リリー・ソング
監督の声は大きいし紺はオーバーリアクションで、なんだか全体的にコントみたいになっていて、周りの関係者の人たちにいちいちウケていた。
「おっと、俺、お兄さんに挨拶しないとな。」
監督がそう言って、関係者しかいないはずなのに何故かサインを求められている、深夜のほうへ歩いていった。
「…今、お兄さんって言った?」
その後ろ姿を見送りながら、紺が呆然として言った。
「…うん、言ってた。」
「怖っ! あの人こえーよ色んな意味で…」
本当に身震いしているので、笑ってしまった。今日はラフなTシャツの上にかっちりしたジャケットを着て、髪の毛はミルクティーみたいな茶色になっていて、やっぱりよく似合っていた。

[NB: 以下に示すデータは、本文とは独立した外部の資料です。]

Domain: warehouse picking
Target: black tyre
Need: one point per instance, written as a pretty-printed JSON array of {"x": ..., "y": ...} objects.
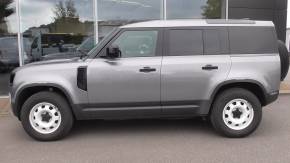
[
  {"x": 46, "y": 116},
  {"x": 284, "y": 59},
  {"x": 236, "y": 113}
]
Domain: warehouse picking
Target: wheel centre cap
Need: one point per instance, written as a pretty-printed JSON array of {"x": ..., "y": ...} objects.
[
  {"x": 45, "y": 117},
  {"x": 237, "y": 113}
]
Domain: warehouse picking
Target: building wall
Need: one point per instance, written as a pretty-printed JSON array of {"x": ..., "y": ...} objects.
[{"x": 274, "y": 10}]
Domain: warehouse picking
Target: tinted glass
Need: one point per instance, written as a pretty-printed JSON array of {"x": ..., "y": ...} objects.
[
  {"x": 56, "y": 28},
  {"x": 8, "y": 43},
  {"x": 215, "y": 41},
  {"x": 252, "y": 40},
  {"x": 185, "y": 42},
  {"x": 137, "y": 43}
]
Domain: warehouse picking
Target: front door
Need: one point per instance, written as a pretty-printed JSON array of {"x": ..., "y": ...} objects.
[
  {"x": 131, "y": 82},
  {"x": 194, "y": 63}
]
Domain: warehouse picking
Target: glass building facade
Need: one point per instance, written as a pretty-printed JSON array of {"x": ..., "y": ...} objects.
[{"x": 36, "y": 30}]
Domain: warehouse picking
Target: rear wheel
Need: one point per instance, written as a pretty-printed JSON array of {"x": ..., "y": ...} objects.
[
  {"x": 46, "y": 116},
  {"x": 236, "y": 113}
]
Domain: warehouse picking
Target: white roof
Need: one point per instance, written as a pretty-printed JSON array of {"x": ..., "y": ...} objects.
[{"x": 198, "y": 22}]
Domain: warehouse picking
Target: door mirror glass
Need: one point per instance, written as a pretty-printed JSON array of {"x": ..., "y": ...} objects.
[{"x": 113, "y": 51}]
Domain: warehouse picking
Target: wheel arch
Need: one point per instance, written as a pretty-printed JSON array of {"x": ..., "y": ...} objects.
[
  {"x": 27, "y": 91},
  {"x": 251, "y": 85}
]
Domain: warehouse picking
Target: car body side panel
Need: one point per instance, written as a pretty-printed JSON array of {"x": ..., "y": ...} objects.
[
  {"x": 263, "y": 68},
  {"x": 62, "y": 76},
  {"x": 182, "y": 77}
]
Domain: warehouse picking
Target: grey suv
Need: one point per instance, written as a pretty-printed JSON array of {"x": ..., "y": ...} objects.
[{"x": 224, "y": 70}]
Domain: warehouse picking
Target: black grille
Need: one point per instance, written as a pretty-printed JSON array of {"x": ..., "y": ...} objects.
[{"x": 82, "y": 78}]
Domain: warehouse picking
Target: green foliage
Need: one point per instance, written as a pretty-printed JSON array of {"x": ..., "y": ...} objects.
[
  {"x": 212, "y": 10},
  {"x": 65, "y": 10},
  {"x": 5, "y": 11}
]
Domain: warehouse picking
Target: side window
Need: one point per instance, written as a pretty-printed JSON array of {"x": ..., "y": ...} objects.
[
  {"x": 182, "y": 42},
  {"x": 252, "y": 40},
  {"x": 137, "y": 43},
  {"x": 216, "y": 41}
]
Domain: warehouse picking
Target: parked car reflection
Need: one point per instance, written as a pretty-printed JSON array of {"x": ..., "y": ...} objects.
[
  {"x": 9, "y": 54},
  {"x": 82, "y": 50}
]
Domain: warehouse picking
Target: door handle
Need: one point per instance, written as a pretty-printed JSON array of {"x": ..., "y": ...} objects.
[
  {"x": 209, "y": 67},
  {"x": 147, "y": 69}
]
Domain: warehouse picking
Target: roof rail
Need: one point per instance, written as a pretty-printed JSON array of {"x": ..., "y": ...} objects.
[{"x": 229, "y": 21}]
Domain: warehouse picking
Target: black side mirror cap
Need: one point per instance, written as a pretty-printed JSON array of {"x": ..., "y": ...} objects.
[{"x": 113, "y": 51}]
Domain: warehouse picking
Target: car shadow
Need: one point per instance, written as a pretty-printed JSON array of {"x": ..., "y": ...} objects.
[{"x": 141, "y": 127}]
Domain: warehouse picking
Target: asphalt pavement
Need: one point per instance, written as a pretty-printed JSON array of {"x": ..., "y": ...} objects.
[{"x": 134, "y": 141}]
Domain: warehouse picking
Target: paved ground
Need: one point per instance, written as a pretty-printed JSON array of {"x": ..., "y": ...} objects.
[{"x": 153, "y": 141}]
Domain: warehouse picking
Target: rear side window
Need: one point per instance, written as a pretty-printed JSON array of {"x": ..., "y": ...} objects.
[
  {"x": 182, "y": 42},
  {"x": 215, "y": 41},
  {"x": 252, "y": 40}
]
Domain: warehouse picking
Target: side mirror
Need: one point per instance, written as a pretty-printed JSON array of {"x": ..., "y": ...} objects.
[{"x": 113, "y": 51}]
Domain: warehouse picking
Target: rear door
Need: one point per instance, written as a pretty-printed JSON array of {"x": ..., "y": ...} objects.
[{"x": 195, "y": 61}]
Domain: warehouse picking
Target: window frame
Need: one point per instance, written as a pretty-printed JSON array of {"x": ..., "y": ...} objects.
[
  {"x": 225, "y": 51},
  {"x": 159, "y": 42}
]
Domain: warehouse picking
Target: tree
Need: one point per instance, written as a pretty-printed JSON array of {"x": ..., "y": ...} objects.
[
  {"x": 65, "y": 10},
  {"x": 212, "y": 10},
  {"x": 5, "y": 11}
]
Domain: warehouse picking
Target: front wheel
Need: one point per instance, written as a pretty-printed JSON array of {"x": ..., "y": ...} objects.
[
  {"x": 236, "y": 113},
  {"x": 46, "y": 116}
]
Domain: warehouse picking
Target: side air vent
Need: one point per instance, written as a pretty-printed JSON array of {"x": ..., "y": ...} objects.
[{"x": 82, "y": 78}]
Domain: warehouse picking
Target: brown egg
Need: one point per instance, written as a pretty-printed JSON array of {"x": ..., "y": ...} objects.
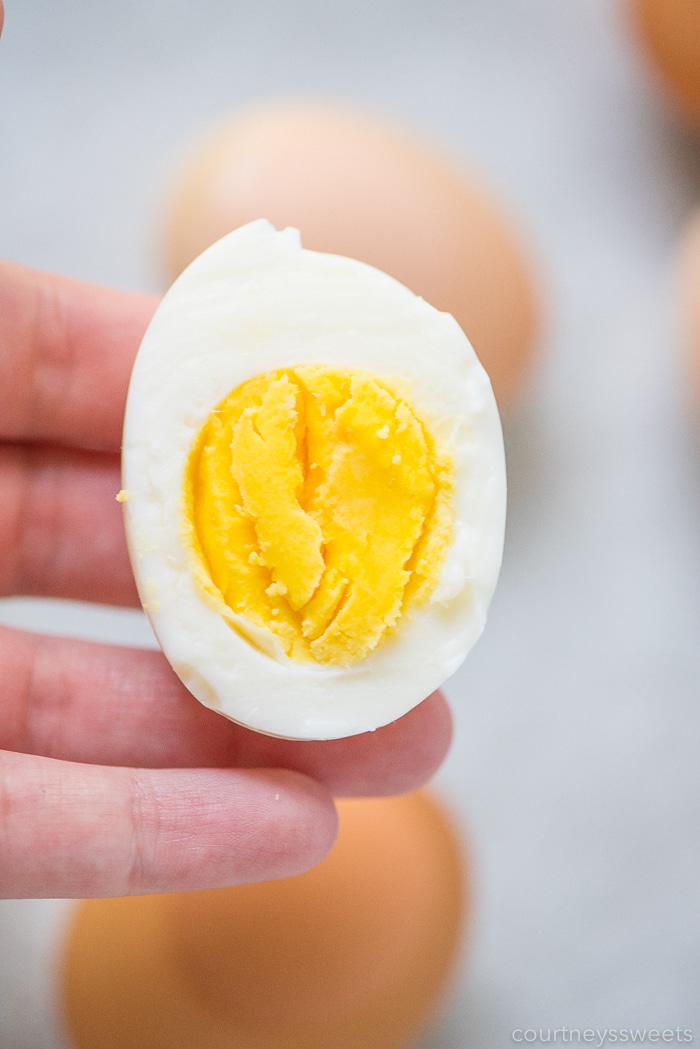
[
  {"x": 357, "y": 187},
  {"x": 355, "y": 953},
  {"x": 670, "y": 30},
  {"x": 691, "y": 300}
]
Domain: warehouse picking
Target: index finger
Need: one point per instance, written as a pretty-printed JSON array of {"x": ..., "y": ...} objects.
[{"x": 66, "y": 352}]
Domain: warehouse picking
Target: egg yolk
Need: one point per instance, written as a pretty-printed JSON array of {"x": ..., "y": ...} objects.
[{"x": 319, "y": 509}]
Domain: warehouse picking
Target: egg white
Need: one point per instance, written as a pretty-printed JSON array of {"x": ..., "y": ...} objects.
[{"x": 254, "y": 302}]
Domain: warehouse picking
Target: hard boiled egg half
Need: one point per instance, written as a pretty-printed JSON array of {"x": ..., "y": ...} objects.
[{"x": 314, "y": 488}]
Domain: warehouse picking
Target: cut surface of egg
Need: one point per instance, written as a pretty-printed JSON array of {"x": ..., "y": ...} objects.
[{"x": 314, "y": 488}]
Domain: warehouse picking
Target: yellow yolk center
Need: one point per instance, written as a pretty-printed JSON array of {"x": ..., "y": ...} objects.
[{"x": 318, "y": 509}]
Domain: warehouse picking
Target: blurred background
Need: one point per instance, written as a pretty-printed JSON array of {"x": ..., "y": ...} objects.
[{"x": 574, "y": 778}]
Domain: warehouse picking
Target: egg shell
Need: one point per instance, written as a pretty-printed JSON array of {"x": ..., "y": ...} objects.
[
  {"x": 358, "y": 186},
  {"x": 356, "y": 953},
  {"x": 254, "y": 302},
  {"x": 670, "y": 34}
]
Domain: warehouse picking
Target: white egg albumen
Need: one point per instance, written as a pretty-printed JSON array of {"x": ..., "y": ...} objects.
[{"x": 253, "y": 302}]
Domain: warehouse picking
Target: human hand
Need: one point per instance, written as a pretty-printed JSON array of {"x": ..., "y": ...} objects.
[{"x": 113, "y": 779}]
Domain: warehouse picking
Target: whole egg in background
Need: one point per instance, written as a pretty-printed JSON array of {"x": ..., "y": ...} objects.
[
  {"x": 669, "y": 31},
  {"x": 359, "y": 187},
  {"x": 356, "y": 954}
]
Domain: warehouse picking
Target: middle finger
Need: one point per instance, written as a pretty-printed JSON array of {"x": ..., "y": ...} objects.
[{"x": 61, "y": 528}]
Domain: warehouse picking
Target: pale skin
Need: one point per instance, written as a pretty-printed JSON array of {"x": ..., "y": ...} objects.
[{"x": 113, "y": 779}]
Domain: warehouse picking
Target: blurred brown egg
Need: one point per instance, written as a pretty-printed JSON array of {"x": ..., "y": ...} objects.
[
  {"x": 357, "y": 187},
  {"x": 691, "y": 300},
  {"x": 670, "y": 31},
  {"x": 355, "y": 953}
]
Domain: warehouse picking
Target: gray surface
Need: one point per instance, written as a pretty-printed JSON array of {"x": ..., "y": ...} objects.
[{"x": 575, "y": 772}]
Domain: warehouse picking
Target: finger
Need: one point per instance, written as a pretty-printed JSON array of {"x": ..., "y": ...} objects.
[
  {"x": 83, "y": 702},
  {"x": 66, "y": 352},
  {"x": 76, "y": 830},
  {"x": 61, "y": 528}
]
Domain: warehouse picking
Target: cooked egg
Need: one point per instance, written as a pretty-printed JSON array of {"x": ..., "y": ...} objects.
[
  {"x": 314, "y": 488},
  {"x": 355, "y": 185},
  {"x": 670, "y": 33},
  {"x": 356, "y": 954}
]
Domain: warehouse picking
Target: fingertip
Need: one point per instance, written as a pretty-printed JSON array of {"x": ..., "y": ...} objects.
[{"x": 301, "y": 822}]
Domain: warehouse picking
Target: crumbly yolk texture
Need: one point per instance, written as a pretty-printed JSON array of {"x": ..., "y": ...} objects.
[{"x": 319, "y": 509}]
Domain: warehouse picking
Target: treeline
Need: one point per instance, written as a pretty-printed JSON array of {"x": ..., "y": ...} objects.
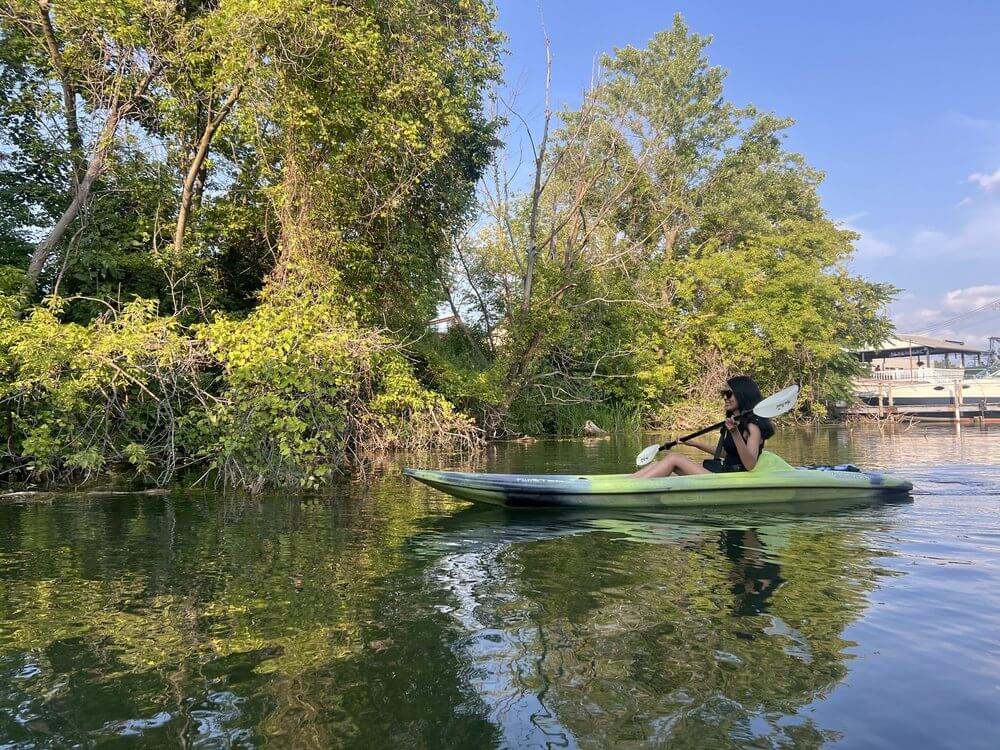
[{"x": 226, "y": 225}]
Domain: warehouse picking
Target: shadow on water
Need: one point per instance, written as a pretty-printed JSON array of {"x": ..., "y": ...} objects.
[{"x": 687, "y": 627}]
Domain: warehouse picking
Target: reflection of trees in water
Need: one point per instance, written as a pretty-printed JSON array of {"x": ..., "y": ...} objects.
[
  {"x": 705, "y": 641},
  {"x": 317, "y": 624},
  {"x": 184, "y": 620}
]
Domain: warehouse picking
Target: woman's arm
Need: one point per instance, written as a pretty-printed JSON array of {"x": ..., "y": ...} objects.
[
  {"x": 748, "y": 448},
  {"x": 699, "y": 445}
]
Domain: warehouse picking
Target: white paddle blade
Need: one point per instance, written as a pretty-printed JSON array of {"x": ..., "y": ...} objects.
[
  {"x": 647, "y": 455},
  {"x": 779, "y": 403}
]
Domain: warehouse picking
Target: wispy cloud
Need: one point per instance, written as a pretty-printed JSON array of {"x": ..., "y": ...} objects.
[
  {"x": 970, "y": 298},
  {"x": 976, "y": 238},
  {"x": 868, "y": 245},
  {"x": 986, "y": 181}
]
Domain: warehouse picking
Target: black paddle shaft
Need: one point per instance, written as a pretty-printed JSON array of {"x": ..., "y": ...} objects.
[{"x": 717, "y": 425}]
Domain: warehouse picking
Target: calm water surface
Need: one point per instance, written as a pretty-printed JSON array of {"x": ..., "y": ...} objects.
[{"x": 386, "y": 615}]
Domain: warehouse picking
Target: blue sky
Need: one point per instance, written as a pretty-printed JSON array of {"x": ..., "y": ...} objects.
[{"x": 898, "y": 102}]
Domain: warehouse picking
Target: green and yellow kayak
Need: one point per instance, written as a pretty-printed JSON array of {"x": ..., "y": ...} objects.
[{"x": 771, "y": 481}]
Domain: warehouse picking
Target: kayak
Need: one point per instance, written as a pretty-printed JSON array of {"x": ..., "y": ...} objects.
[{"x": 771, "y": 481}]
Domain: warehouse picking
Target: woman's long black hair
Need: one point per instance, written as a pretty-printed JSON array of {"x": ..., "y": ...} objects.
[{"x": 747, "y": 397}]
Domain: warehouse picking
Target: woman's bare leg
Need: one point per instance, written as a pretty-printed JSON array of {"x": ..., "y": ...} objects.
[{"x": 674, "y": 463}]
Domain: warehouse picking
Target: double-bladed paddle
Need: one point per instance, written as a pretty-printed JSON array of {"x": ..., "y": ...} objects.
[{"x": 772, "y": 406}]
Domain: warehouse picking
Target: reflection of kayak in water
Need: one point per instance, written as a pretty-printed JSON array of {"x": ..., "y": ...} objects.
[{"x": 772, "y": 481}]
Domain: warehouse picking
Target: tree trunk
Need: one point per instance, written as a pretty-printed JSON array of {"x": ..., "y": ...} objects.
[
  {"x": 43, "y": 250},
  {"x": 196, "y": 167},
  {"x": 69, "y": 96}
]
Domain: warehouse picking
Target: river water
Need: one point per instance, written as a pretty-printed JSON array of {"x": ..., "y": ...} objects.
[{"x": 383, "y": 614}]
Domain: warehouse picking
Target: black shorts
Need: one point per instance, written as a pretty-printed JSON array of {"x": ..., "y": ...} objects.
[{"x": 716, "y": 466}]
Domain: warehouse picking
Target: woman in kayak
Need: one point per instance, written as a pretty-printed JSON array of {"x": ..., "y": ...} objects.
[{"x": 741, "y": 440}]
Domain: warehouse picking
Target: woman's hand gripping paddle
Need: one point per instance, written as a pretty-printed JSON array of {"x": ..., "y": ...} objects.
[{"x": 772, "y": 406}]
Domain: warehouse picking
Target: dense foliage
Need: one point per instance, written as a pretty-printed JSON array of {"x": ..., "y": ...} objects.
[{"x": 225, "y": 226}]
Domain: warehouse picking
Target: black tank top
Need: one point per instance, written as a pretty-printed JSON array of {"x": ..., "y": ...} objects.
[{"x": 730, "y": 456}]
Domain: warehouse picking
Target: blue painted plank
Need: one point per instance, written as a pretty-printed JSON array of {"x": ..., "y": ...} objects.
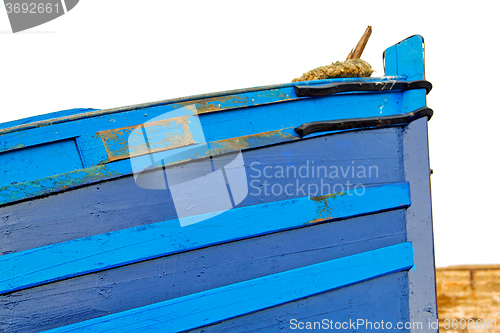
[
  {"x": 216, "y": 126},
  {"x": 45, "y": 160},
  {"x": 98, "y": 122},
  {"x": 384, "y": 297},
  {"x": 101, "y": 293},
  {"x": 227, "y": 302},
  {"x": 57, "y": 114},
  {"x": 54, "y": 262}
]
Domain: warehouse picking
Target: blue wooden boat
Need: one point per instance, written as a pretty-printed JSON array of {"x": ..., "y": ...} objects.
[{"x": 280, "y": 208}]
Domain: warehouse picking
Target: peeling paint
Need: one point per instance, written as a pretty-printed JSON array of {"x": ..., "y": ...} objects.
[
  {"x": 251, "y": 141},
  {"x": 325, "y": 205},
  {"x": 55, "y": 183},
  {"x": 162, "y": 135}
]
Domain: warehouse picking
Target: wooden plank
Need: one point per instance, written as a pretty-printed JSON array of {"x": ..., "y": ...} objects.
[
  {"x": 70, "y": 116},
  {"x": 408, "y": 59},
  {"x": 384, "y": 297},
  {"x": 101, "y": 293},
  {"x": 215, "y": 305},
  {"x": 27, "y": 164},
  {"x": 218, "y": 128},
  {"x": 59, "y": 261}
]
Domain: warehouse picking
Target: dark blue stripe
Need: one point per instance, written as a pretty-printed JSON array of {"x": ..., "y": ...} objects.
[{"x": 215, "y": 305}]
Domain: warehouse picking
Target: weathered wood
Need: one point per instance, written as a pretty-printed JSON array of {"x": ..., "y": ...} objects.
[
  {"x": 360, "y": 47},
  {"x": 59, "y": 261},
  {"x": 230, "y": 301},
  {"x": 121, "y": 204},
  {"x": 93, "y": 295}
]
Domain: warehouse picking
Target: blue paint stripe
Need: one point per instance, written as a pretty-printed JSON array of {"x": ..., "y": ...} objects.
[
  {"x": 58, "y": 261},
  {"x": 216, "y": 305}
]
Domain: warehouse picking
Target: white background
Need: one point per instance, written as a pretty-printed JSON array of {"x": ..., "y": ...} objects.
[{"x": 110, "y": 53}]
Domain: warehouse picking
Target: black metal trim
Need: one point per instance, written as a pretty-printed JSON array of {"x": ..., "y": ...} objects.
[
  {"x": 339, "y": 87},
  {"x": 360, "y": 123}
]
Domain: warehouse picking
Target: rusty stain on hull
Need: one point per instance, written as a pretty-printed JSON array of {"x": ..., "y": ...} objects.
[
  {"x": 57, "y": 183},
  {"x": 162, "y": 135},
  {"x": 251, "y": 141},
  {"x": 116, "y": 141},
  {"x": 324, "y": 206},
  {"x": 229, "y": 102}
]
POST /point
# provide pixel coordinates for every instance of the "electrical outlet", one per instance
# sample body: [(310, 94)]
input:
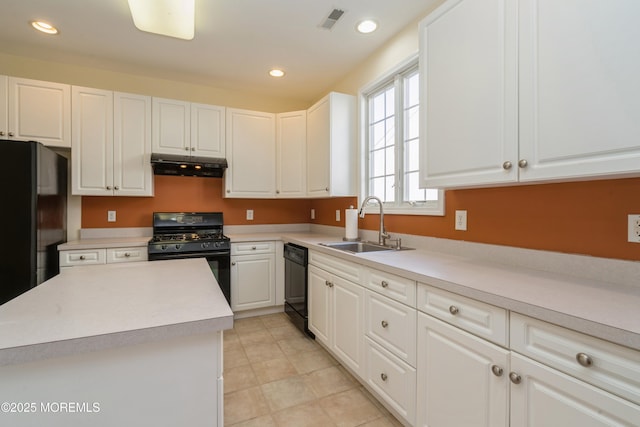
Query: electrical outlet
[(634, 228), (461, 220)]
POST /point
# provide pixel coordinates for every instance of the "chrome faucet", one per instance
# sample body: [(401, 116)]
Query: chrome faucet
[(382, 233)]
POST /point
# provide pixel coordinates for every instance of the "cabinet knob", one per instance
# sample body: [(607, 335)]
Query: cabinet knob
[(497, 370), (515, 378), (584, 359)]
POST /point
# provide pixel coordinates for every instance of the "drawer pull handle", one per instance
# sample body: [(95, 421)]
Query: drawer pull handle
[(497, 370), (515, 378), (584, 359)]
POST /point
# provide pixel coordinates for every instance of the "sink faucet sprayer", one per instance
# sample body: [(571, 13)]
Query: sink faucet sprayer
[(382, 233)]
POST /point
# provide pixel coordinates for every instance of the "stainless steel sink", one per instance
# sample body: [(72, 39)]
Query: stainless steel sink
[(357, 247)]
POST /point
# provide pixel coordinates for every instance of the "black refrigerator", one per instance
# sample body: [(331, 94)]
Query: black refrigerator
[(33, 215)]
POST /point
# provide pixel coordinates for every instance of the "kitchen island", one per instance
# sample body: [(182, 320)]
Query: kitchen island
[(116, 344)]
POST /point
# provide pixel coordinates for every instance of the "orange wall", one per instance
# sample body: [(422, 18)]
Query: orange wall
[(578, 217), (189, 194)]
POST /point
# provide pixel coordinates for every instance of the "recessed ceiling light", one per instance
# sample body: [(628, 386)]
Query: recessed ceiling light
[(173, 18), (44, 27), (367, 26), (276, 73)]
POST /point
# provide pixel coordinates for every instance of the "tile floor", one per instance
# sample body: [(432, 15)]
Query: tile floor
[(274, 376)]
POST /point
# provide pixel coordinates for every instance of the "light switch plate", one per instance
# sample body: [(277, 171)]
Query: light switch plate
[(461, 220)]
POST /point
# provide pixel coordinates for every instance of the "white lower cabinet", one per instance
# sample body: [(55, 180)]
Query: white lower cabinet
[(253, 275), (336, 316), (462, 379), (392, 379)]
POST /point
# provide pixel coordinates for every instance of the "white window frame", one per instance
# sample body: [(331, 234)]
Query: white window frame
[(434, 208)]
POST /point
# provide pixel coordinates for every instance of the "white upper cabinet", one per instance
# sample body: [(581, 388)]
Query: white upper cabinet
[(185, 128), (528, 90), (251, 154), (579, 88), (291, 160), (35, 110), (207, 130), (111, 147), (331, 147), (468, 93)]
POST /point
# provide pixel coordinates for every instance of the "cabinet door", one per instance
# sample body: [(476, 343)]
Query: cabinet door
[(133, 175), (347, 323), (251, 154), (171, 127), (456, 382), (546, 397), (207, 130), (40, 111), (319, 304), (4, 102), (578, 88), (291, 141), (318, 149), (92, 143), (468, 87), (252, 282)]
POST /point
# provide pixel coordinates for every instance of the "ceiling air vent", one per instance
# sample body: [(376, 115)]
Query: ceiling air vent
[(332, 19)]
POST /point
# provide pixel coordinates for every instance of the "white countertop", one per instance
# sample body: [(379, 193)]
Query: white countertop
[(605, 310), (102, 306)]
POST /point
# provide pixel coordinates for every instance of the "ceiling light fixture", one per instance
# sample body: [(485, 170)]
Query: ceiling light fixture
[(44, 27), (276, 73), (367, 26), (173, 18)]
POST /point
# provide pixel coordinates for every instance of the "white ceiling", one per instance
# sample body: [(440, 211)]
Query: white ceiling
[(236, 41)]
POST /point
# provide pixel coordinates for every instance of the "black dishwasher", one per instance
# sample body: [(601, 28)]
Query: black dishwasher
[(295, 286)]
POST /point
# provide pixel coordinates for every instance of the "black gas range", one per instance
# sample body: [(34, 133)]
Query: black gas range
[(180, 235)]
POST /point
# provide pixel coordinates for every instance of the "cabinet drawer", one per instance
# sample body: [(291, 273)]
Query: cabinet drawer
[(392, 379), (398, 288), (345, 269), (609, 366), (393, 325), (82, 257), (250, 248), (132, 254), (483, 320)]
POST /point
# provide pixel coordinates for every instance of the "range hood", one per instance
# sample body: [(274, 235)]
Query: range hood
[(170, 164)]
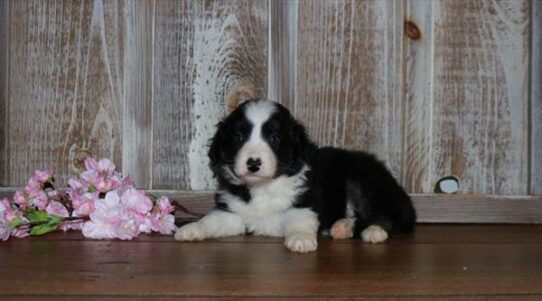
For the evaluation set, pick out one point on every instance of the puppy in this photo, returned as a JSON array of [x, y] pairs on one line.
[[273, 181]]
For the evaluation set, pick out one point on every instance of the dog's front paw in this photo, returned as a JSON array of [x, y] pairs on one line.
[[190, 232], [374, 234], [301, 242]]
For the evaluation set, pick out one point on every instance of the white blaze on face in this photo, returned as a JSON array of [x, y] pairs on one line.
[[255, 146]]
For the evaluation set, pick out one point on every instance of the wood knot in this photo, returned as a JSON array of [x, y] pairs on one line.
[[239, 93], [77, 156], [412, 31]]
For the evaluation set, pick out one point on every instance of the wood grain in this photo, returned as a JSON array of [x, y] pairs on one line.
[[64, 84], [349, 75], [283, 51], [418, 97], [437, 262], [4, 84], [480, 107], [201, 50], [536, 99], [138, 92]]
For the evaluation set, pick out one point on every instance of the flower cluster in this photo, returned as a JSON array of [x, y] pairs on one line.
[[100, 202]]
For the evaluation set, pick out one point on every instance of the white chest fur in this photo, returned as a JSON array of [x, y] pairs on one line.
[[265, 212]]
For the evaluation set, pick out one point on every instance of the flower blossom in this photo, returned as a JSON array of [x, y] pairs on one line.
[[9, 214], [101, 175]]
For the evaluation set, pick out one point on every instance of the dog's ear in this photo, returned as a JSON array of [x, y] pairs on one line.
[[215, 149]]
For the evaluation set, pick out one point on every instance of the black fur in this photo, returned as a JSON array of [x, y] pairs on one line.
[[335, 175]]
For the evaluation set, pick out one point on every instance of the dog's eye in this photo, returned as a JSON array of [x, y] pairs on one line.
[[240, 137], [274, 138]]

「まあ、でも顔は似てるから、わかる人にはわかると思うけど。」
「そうかぁ?」
深夜は監督に声をかけられ、穏やかな微笑みを浮かべて握手を交わしていた。髪もさっぱりして肉づきが戻っているので、この場にたくさんいる俳優の一人みたいに見える。
「紺、頑張ったんだね。感動した。」
改めて言うと、紺は頭を掻いた。
「海外の映画祭にも出品されるんだってさ。一緒に歩こうな、レッドカーペット。」
「ええ? 私は主要キャストじゃないから、どうなのかな…」
「主題歌歌ってるし重要じゃん。」
「そうかなあ…」
「監督は連れてってくれるだろー。」
うーん、と首を傾げながらも、本当にそんなことになったら、行きたい、と榎木さんに言おうと私は思った。この映画はきっと賞賛されるだろうし、もしかしたら紺は何か賞を獲るかもしれない。
そんな場面に立ち合えるのなら立ち合って、思いきり拍手を送りたい。